Delivering safe care
The standard operating procedure Mark helped to develop with NHS England and NHS Improvement South East covers the whole pathway, from the initial triage to what the dental team will wear and the cleaning requirements in between patients.
The two KCHFT urgent dental care hubs operate five days a week, seeing on average five to six patients a day, which is about a third of their usual throughput.
Local dental teams are closely monitoring capacity and demand at the hubs and are working to put in place additional hubs or extended hours where this is needed.
“We need to spend more time on triage, the safe use of Personal Protective Equipment (PPE) and cleaning between patient visits,” explained Mark. “In total, it can take up to two hours from a patient arriving in the car park until they leave and then we can prep for the next patient.
“It’s much more intense for staff – despite the lower footfall there are higher risks and social distancing with patients is not possible. We’ve done a lot of training on PPE and planning and practising patient flow through the buildings, from patients parking up and someone going out to the car to collect them, to getting them into the building, providing treatment and then them leaving.”

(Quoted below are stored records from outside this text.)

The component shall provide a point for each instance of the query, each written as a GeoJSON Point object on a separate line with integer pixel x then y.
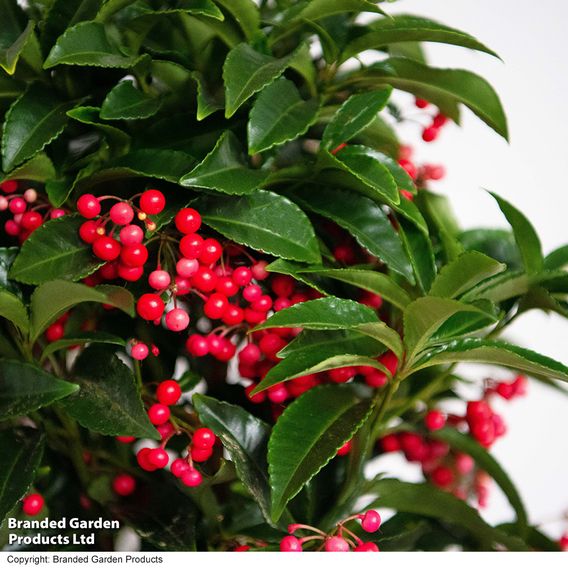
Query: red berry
{"type": "Point", "coordinates": [211, 251]}
{"type": "Point", "coordinates": [158, 414]}
{"type": "Point", "coordinates": [290, 544]}
{"type": "Point", "coordinates": [106, 248]}
{"type": "Point", "coordinates": [168, 392]}
{"type": "Point", "coordinates": [371, 521]}
{"type": "Point", "coordinates": [435, 420]}
{"type": "Point", "coordinates": [152, 202]}
{"type": "Point", "coordinates": [134, 255]}
{"type": "Point", "coordinates": [131, 235]}
{"type": "Point", "coordinates": [121, 213]}
{"type": "Point", "coordinates": [187, 221]}
{"type": "Point", "coordinates": [88, 206]}
{"type": "Point", "coordinates": [191, 246]}
{"type": "Point", "coordinates": [177, 319]}
{"type": "Point", "coordinates": [124, 485]}
{"type": "Point", "coordinates": [191, 478]}
{"type": "Point", "coordinates": [32, 504]}
{"type": "Point", "coordinates": [150, 307]}
{"type": "Point", "coordinates": [336, 544]}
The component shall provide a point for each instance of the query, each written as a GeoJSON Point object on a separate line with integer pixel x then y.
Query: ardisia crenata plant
{"type": "Point", "coordinates": [227, 287]}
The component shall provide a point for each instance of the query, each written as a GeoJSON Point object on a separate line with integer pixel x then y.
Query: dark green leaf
{"type": "Point", "coordinates": [279, 115]}
{"type": "Point", "coordinates": [308, 435]}
{"type": "Point", "coordinates": [225, 169]}
{"type": "Point", "coordinates": [354, 115]}
{"type": "Point", "coordinates": [405, 28]}
{"type": "Point", "coordinates": [25, 388]}
{"type": "Point", "coordinates": [246, 71]}
{"type": "Point", "coordinates": [126, 102]}
{"type": "Point", "coordinates": [245, 437]}
{"type": "Point", "coordinates": [364, 219]}
{"type": "Point", "coordinates": [263, 221]}
{"type": "Point", "coordinates": [20, 455]}
{"type": "Point", "coordinates": [34, 120]}
{"type": "Point", "coordinates": [525, 236]}
{"type": "Point", "coordinates": [52, 299]}
{"type": "Point", "coordinates": [54, 251]}
{"type": "Point", "coordinates": [468, 270]}
{"type": "Point", "coordinates": [109, 400]}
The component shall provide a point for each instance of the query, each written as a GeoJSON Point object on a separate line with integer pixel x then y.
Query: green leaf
{"type": "Point", "coordinates": [52, 299]}
{"type": "Point", "coordinates": [33, 121]}
{"type": "Point", "coordinates": [109, 400]}
{"type": "Point", "coordinates": [279, 115]}
{"type": "Point", "coordinates": [323, 313]}
{"type": "Point", "coordinates": [487, 463]}
{"type": "Point", "coordinates": [424, 316]}
{"type": "Point", "coordinates": [369, 280]}
{"type": "Point", "coordinates": [224, 169]}
{"type": "Point", "coordinates": [354, 115]}
{"type": "Point", "coordinates": [13, 309]}
{"type": "Point", "coordinates": [456, 84]}
{"type": "Point", "coordinates": [126, 102]}
{"type": "Point", "coordinates": [88, 44]}
{"type": "Point", "coordinates": [82, 338]}
{"type": "Point", "coordinates": [39, 168]}
{"type": "Point", "coordinates": [263, 221]}
{"type": "Point", "coordinates": [318, 351]}
{"type": "Point", "coordinates": [54, 251]}
{"type": "Point", "coordinates": [25, 388]}
{"type": "Point", "coordinates": [308, 435]}
{"type": "Point", "coordinates": [20, 455]}
{"type": "Point", "coordinates": [426, 500]}
{"type": "Point", "coordinates": [245, 437]}
{"type": "Point", "coordinates": [364, 219]}
{"type": "Point", "coordinates": [367, 167]}
{"type": "Point", "coordinates": [499, 353]}
{"type": "Point", "coordinates": [468, 270]}
{"type": "Point", "coordinates": [246, 71]}
{"type": "Point", "coordinates": [406, 28]}
{"type": "Point", "coordinates": [525, 236]}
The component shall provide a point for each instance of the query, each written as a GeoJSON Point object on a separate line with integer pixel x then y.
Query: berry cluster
{"type": "Point", "coordinates": [341, 539]}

Positive feedback from staff and patients
Mark said: “It’s important to keep staff on board, and patient and staff safety is our top priority – we can only run the service because we have the right levels of PPE. Feedback from staff has been really positive, with people volunteering to work.”
The staff phone patients after their appointments to get feedback. “We’ve had extremely good feedback; patients are relieved and happy once they have had their treatment,” added Mark. “Early on there were lots of questions but patients understand why we are being so cautious. We haven’t had anyone not turn up for their appointment and they have all known what to expect.
“It’s crucial for health and wellbeing that patients know how to access the dental care and support that is available, and that even the most vulnerable of people can safely access urgent dental care.”